Enfin, la Commission européenne a annoncé qu'elle ferait une proposition, là aussi d'ici à la fin de l'année, pour le renforcement de la législation européenne anti-subventions, afin qu'il lui soit désormais possible d'intégrer à une enquête en cours de nouveaux subsides qui seraient pratiquées par un pays tiers. Il s'agit de prendre en compte de la difficulté à identifier dans des pays manquant de transparence.
Dans la foulée de la présentation de la communication de la Commission européenne, le directeur général d'Eurofer, Axel Eggert, a salué un "soutien clair d'une politique commerciale réactive et effective [qui] tombe à point nommé". L'organisation patronale attribue "une grande partie des 85 000 emplois que l'industrie sidérurgique européenne a perdus depuis le début de la crise à des instruments de défense commerciale inadéquats" et rejoint les appels à une adoption rapide de nouveaux instruments de défense commerciale, en désignant le Royaume-Uni et les Pays-Bas comme principaux pays responsables du blocage au Conseil. Néanmoins, EUROFER prévient qu'une méthodologie révisée devrait tout de même faire référence aux cinq critères établis par l'UE pour définir une économie de marché (l'élimination du commerce de troc dans l'économie, la non-intervention du gouvernement sur l'allocation des ressources et les décisions des entreprises, une législation sur les entreprises transparente et non discriminatoire, une législation sur la propriété et un système de faillite effectifs ainsi qu'un secteur financier authentique et indépendant de l'Etat).
Le même jour, l'organisation des syndicats européens de la sidérurgie IndustriAll Europe avait lancé un appel aux Etats membres demandant le maintien d'une méthodologie non-standard, appliquée à tous les pays qui ne respectent pas les cinq critères définies par l'UE pour désigner une économie de marché. Elle demandait également qu'il n'y ait pas de renversement de la charge de la preuve et qu'ainsi les entreprises des pays exportateurs restent, comme c'est le cas actuellement, tenues de prouver qu'elles n'effectuent pas de dumping, l'accélération de la procédure et le renforcement des instruments de défense commerciale.
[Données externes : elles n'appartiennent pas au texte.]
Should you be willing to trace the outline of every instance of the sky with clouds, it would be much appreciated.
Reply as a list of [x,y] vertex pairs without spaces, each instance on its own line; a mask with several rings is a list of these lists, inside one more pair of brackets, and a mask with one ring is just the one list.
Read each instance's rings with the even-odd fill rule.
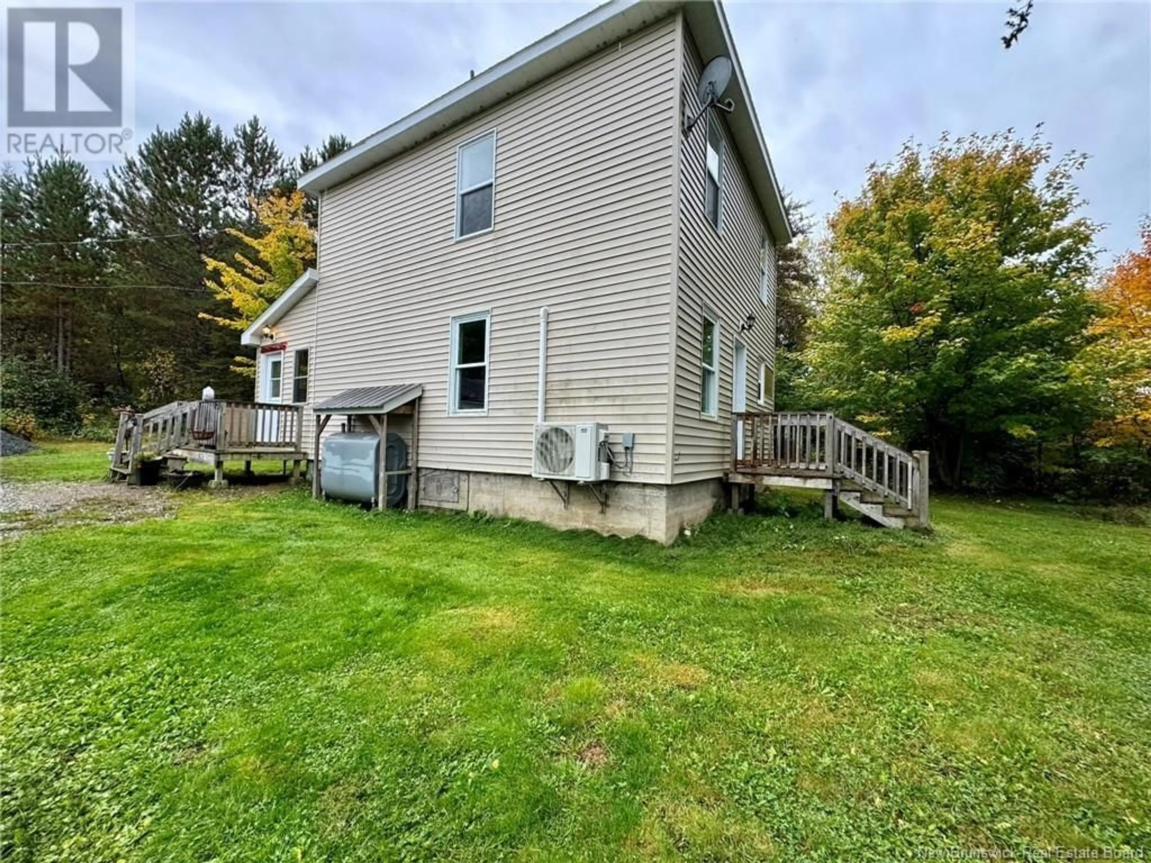
[[[1111,253],[1151,211],[1151,3],[729,2],[776,173],[823,215],[909,138],[1044,123],[1091,155],[1080,186]],[[290,153],[387,125],[594,3],[142,2],[136,125],[258,114]]]

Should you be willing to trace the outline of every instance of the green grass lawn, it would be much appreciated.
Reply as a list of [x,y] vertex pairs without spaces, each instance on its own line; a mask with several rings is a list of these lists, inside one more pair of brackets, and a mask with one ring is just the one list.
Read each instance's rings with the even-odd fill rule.
[[91,441],[46,441],[23,456],[0,458],[0,480],[33,482],[63,480],[78,482],[99,480],[108,473],[108,450],[112,443]]
[[1151,853],[1146,528],[182,499],[5,547],[0,857]]
[[[35,482],[38,480],[62,480],[66,482],[94,481],[108,473],[108,451],[112,442],[91,441],[45,441],[37,449],[23,456],[0,458],[0,480],[5,482]],[[289,469],[291,463],[289,463]],[[228,475],[238,479],[244,471],[243,461],[228,461]],[[189,461],[188,468],[212,473],[212,465]],[[257,459],[252,461],[252,473],[268,475],[283,472],[283,461]]]

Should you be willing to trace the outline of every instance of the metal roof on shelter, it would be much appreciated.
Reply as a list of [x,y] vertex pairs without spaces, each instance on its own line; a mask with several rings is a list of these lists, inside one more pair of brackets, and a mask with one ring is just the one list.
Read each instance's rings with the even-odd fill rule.
[[357,387],[326,398],[314,413],[388,413],[424,395],[421,383],[390,383],[384,387]]

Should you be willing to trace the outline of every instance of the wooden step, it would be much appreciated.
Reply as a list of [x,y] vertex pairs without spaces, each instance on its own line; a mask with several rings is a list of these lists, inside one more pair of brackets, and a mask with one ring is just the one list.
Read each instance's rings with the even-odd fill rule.
[[864,501],[860,491],[840,491],[839,503],[855,510],[866,519],[874,521],[881,527],[891,527],[899,530],[913,524],[910,513],[905,515],[890,505],[885,506],[882,503]]

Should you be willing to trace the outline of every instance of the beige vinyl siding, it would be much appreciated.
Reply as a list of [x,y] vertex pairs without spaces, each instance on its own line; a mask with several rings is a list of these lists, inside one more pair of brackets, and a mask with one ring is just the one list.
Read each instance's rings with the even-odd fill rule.
[[[685,37],[681,98],[689,114],[699,108],[695,87],[702,66],[695,46]],[[734,339],[738,337],[747,346],[747,410],[755,410],[759,404],[760,362],[775,365],[773,298],[769,306],[760,299],[761,240],[768,234],[767,222],[732,144],[724,114],[715,112],[715,116],[724,138],[718,232],[703,208],[706,120],[701,120],[683,139],[679,155],[672,482],[722,476],[731,467]],[[719,320],[717,419],[700,415],[704,308]],[[756,316],[755,327],[740,335],[739,326],[749,313]]]
[[[422,383],[421,467],[527,474],[548,421],[637,434],[665,481],[677,26],[669,18],[323,194],[312,397]],[[459,144],[496,130],[495,223],[455,238]],[[449,322],[490,312],[487,415],[448,413]]]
"IndustriAll Europe ne peut plus accepter la détérioration des conditions de travail due à des pratiques commerciales déloyales. L'UE fut capable de sauver les banquiers. Il n'y a pas de raison qu'elle ne soit pas capable de sauver les sidérurgistes", a déclaré Luc Triangle, le secrétaire général, mentionnant une future manifestation à Bruxelles le 9 novembre 2016.